Vivendo um Sonho - Rejane Martins




Vivendo um Sonho
Rejane Martins

Desde criança Jéssica sonhava ser protagonista de novela das oito na Rede Globo de televisão. Desejava contracenar com um galã tão bonito como Tiago Lacerda que nesse momento iniciava sua promissora carreira de ator.

Nesse mundo de devaneio todas as noites seu quarto se transformava em camarim principal com direito a nome da estrela na porta. Sempre que fitava o espelho da penteadeira emoldurado com pequenas lâmpadas acesas, vislumbrava o rosto desse que lhe escreve, com um sorriso de agradecimento sincero, relembrava de como eu explicara a importância de se escolher o nome artístico com treze letras, mais do que superstição esse cuidado assegurava pelo menos noventa por cento de chances de sucesso. Adotou o nome Marina Marques.

As roupas da mãe cedidas, sem a devida permissão, transfiguravam em criações exclusivas de Givenchi, Doce Gabana, ou outro aspirante a estilista que a usaria como escada para ter seu nome despontado no mundo das celebridades.

Sua pequena cama juvenil se enriquecia com um lindo dossel,  os lençóis de linho ou de seda, determinado no átimo, alvos e perfumados acolhiam a grande diva protegendo-a de terríveis pesadelos.

Nesse mundo de cores, luzes e reconhecimentos Marina Marques foi crescendo, e junto com ela seus sonhos e a certeza de que estava predestinada ao glamour.

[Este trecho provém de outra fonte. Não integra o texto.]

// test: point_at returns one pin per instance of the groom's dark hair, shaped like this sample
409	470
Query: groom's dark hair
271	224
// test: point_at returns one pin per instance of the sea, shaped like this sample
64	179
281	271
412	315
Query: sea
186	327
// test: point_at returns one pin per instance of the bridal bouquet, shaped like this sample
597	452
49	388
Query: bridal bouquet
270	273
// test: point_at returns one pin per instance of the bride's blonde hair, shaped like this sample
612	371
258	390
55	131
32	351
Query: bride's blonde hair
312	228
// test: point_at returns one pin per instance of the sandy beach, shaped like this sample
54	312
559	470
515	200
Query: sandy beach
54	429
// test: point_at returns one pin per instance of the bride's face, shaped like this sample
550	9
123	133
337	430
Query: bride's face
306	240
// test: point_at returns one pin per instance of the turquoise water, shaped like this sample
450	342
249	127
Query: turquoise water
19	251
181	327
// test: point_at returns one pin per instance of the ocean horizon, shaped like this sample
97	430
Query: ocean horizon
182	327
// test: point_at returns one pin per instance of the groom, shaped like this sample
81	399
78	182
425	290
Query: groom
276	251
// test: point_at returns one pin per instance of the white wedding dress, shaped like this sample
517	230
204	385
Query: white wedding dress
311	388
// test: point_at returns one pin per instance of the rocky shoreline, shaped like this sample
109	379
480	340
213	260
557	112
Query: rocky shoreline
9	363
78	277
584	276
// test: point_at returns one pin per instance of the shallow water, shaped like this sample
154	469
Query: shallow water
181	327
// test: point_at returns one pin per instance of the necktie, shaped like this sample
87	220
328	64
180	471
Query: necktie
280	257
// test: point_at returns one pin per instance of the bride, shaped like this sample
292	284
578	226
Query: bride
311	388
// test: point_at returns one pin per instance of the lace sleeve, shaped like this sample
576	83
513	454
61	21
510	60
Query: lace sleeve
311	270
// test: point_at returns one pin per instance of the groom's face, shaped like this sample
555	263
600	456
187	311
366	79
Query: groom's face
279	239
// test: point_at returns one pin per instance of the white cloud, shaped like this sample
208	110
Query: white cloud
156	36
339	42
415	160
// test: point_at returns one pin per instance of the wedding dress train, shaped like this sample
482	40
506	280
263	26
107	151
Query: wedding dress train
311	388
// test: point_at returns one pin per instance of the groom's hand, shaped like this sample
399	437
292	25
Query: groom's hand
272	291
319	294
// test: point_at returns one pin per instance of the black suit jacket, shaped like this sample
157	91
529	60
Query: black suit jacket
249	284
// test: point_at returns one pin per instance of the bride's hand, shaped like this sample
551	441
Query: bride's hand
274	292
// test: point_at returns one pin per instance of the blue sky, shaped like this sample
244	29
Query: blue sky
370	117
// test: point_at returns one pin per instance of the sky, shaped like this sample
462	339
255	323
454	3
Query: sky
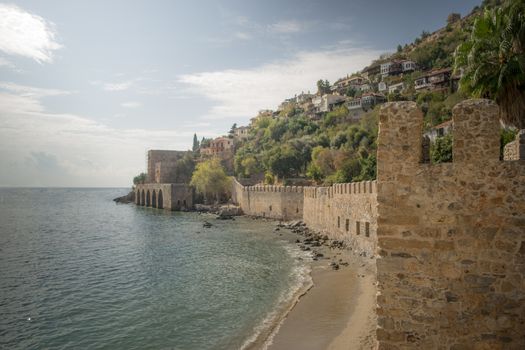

A adolescência chegou, as preocupações intensificaram e a consumia diuturnamente. Vivia se questionando:

Como hidratar os cabelos para ficarem tão sedosos como o das modelos de propaganda de shampoo, sem dispensar pelo menos 12 horas por semana em um bom salão de beleza?

Como convencer meus pais sobre a injustiça que era obriga-la a cumprir os compromissos estudantis (escola, os cursos de inglês e piano)?

Como se tornar a primeira e única opção em qualquer papel, sem obedecer uma rotina espartana de exercícios de pelo menos 6 horas diárias em uma academia?

Quem cuidaria de sua dieta, afinal é imprescindível vender saúde para cumprir todos compromissos estabelecidos?
E o mais preocupante, quem financiaria tudo isso?

Seu pai um funcionário público da Prefeitura do Município de São Paulo, sua mãe uma competente e esforçada dona de casa, insistiam em querer atender os anseios dos três filhos.

Será que seus pais tão limitados não vislumbravam que somente ela, a primogênita, estava predestinada ao sucesso?

Sua irmã sonhava em ser dentista e seu irmão almejava fazer parte do Corpo de Bombeiros, pobres coitados.

Quem, em sã consciência, não classificaria esses como sonhos medíocres?

O tempo foi passando, as preocupações da grande Marina Marques agregadas às cobranças dos pais e amigos por uma definição na carreira que iria acompanha-la por toda a vida.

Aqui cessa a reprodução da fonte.